Estava eu aqui olhando o calendário ao lado, quando, de repente, me toquei: Caraca, maluco!! O tempo tá voaaando!!

E não é em 2ª marcha. O tempo anda tão acelerado, que mais uma vez me ressinto desse fator 24h. Tá pouco demais, não consigo fazer quase nada. Também, pudera: minha vida se resume a casa e cursinho. Não sobra tempo nem pra malhar, nem pro cinema, nem pra sair, nem pra necas.

Se resolvo usar os tempos livres para progamas diferentes, deixo de estudar. E se deixo de estudar, sofro de crise na consciência. Tá um negócio meio assim: se correr o bicho pega, se ficar o bicho come. Por exemplo: há dias que sequer almoço e atravesso as horas só com o desjejum (e olhe lá!). Tá, eu sei que é loucura fazer isso, que o corpo vai reclamar e blablabla, mas faço o quê? Já são duas semanas em que só “sossego” nos domingos e segundas (isso porque falto as aulas de constitucional – pelo menos, quando eu tomar bomba, sei que foi por uma boa causa).

Alguma novidade nisso tudo? Talvez não. Mas algumas coisas boas, sim. Fora o aprendizado, tenho me surpreendido tão ligeira, tenho estado em contato diretíssimo com esse mundo louco dos concurseiros (o negócio é muito sério, visse?) e, vez ou outra, acabo me achando boa demais – e ruim demais, também. Tenho conseguido sobreviver sem os vícios cibernéticos; televisão e rádio sequer vejo/ouço enquanto me arrumo pro trabalho.

Ah, e o trabalho?

Bom, o trabalho continua a mesma coisa desestimulante. Houve uma greve muito da sua mal-organizada, onde só se deu bem quem tinha mais bala na agulha e que me apresentou uma política sórdida e suja (que eu só conhecia de ouvir falar..) e me mostrou que são poucas as pessoas que sabem o verdadeiro sentido das palavras “vestir a camisa“. Moral da história? O povo escolhe seus representantes e se submete aos massacres e desmandos deles. O parágrafo único do Art. 1º da Constituição Federal é só pra inglês ver. A realidade é obtusamente diferente.
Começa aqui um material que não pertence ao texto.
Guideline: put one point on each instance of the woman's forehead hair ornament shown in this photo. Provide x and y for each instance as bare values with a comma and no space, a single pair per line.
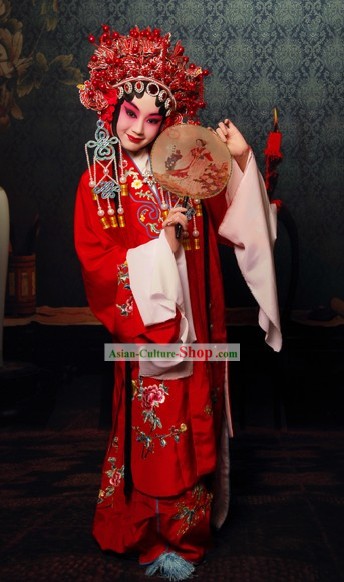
143,60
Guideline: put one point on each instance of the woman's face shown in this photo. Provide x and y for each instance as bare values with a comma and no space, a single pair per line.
138,123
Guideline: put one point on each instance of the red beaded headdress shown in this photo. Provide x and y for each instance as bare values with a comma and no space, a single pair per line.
142,60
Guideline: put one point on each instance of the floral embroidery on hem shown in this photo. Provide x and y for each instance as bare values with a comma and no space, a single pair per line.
114,475
127,307
191,514
148,440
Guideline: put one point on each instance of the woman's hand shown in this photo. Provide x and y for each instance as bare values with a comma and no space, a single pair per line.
175,216
235,142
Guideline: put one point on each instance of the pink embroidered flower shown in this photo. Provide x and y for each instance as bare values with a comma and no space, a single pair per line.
137,184
115,479
152,396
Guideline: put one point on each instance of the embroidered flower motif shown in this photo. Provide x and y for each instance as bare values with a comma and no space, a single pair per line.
148,440
191,513
136,184
153,396
127,307
116,478
114,475
123,275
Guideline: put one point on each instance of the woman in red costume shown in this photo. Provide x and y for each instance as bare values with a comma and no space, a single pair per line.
168,445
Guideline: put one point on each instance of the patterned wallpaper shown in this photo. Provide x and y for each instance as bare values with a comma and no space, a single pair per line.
261,53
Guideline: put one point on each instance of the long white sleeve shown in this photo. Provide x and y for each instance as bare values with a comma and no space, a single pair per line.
251,224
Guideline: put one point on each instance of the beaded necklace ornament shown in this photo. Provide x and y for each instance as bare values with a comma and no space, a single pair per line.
143,60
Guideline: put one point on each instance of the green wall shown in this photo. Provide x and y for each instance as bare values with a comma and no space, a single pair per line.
284,53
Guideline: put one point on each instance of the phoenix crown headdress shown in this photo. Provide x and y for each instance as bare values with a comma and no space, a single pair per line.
143,60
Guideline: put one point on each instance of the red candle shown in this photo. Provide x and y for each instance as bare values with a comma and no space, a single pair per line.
273,145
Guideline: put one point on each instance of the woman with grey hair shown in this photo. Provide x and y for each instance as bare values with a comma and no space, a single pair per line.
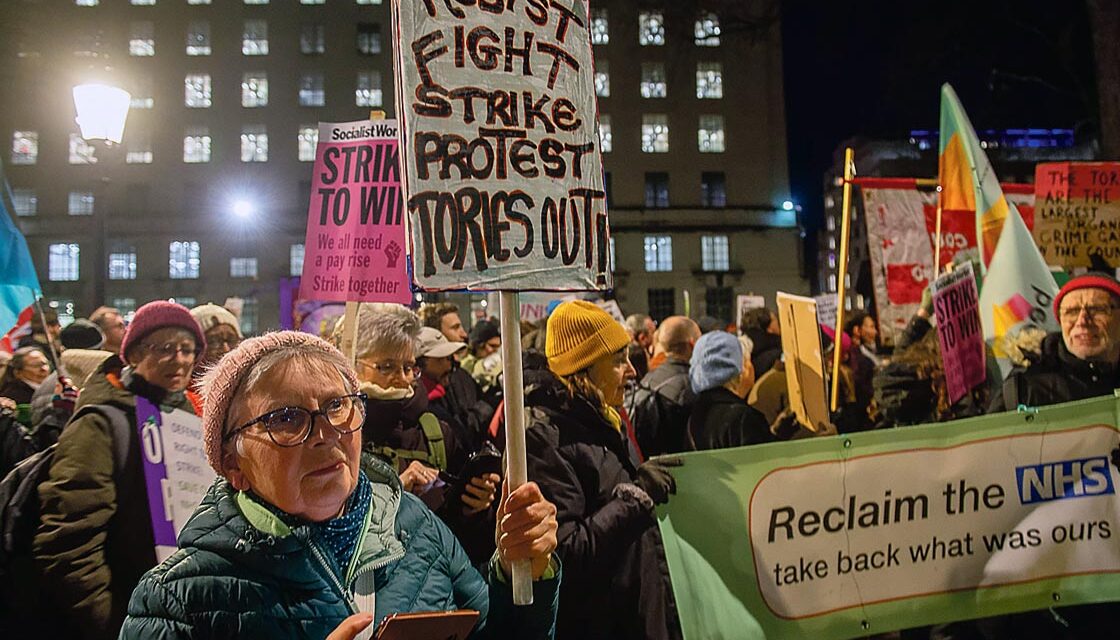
296,535
400,429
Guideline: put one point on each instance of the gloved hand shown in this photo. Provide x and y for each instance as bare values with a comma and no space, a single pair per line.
653,478
926,308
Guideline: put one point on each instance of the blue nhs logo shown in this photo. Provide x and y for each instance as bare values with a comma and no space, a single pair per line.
1064,479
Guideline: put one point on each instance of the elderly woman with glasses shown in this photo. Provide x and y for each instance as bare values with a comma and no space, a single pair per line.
94,538
401,429
299,539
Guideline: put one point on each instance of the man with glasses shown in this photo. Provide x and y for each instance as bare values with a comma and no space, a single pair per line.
1081,360
94,538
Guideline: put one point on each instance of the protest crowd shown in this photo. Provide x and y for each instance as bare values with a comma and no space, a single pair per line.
404,475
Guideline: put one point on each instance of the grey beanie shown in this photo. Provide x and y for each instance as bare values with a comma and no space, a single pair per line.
716,359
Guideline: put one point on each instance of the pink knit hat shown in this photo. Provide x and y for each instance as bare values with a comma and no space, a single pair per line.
229,373
157,315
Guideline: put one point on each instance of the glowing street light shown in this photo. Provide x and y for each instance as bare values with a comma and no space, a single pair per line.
101,111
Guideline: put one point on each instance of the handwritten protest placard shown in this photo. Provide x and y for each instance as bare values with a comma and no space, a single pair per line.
501,155
175,469
957,308
1078,214
355,237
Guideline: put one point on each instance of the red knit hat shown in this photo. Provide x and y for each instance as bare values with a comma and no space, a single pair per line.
157,315
1093,280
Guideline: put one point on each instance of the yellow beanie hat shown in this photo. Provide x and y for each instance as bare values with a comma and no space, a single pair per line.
578,334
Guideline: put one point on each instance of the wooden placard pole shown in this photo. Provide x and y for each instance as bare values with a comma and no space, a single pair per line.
849,172
350,317
513,391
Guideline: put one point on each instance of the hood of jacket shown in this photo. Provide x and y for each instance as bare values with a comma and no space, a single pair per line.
241,529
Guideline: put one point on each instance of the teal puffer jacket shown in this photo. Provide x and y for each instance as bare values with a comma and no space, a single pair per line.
241,572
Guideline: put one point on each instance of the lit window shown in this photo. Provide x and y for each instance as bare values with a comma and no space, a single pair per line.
651,28
656,189
254,38
310,90
369,89
25,147
296,259
707,31
659,253
654,133
709,81
196,145
141,92
250,311
254,144
710,133
127,306
653,80
600,33
242,267
313,39
122,265
141,38
65,309
602,79
138,148
25,201
82,152
184,260
80,203
198,38
63,262
712,188
605,141
254,90
714,253
197,90
369,38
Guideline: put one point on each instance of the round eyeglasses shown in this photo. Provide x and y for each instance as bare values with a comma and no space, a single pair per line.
292,426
Particularmente, a minha sorte é que não sou pessimista e vejo que tudo possui um lado bom (mesmo que, as vezes, eu precise ficar me recitando isso como um mantra.). Tinha que estar ali pra aprender alguma coisa. E essa “alguma coisa” é justamente o que tem me feito, todos os dias, aguentar o tranco. Não é fácil ver, ouvir e sentir certas coisas. Não mesmo.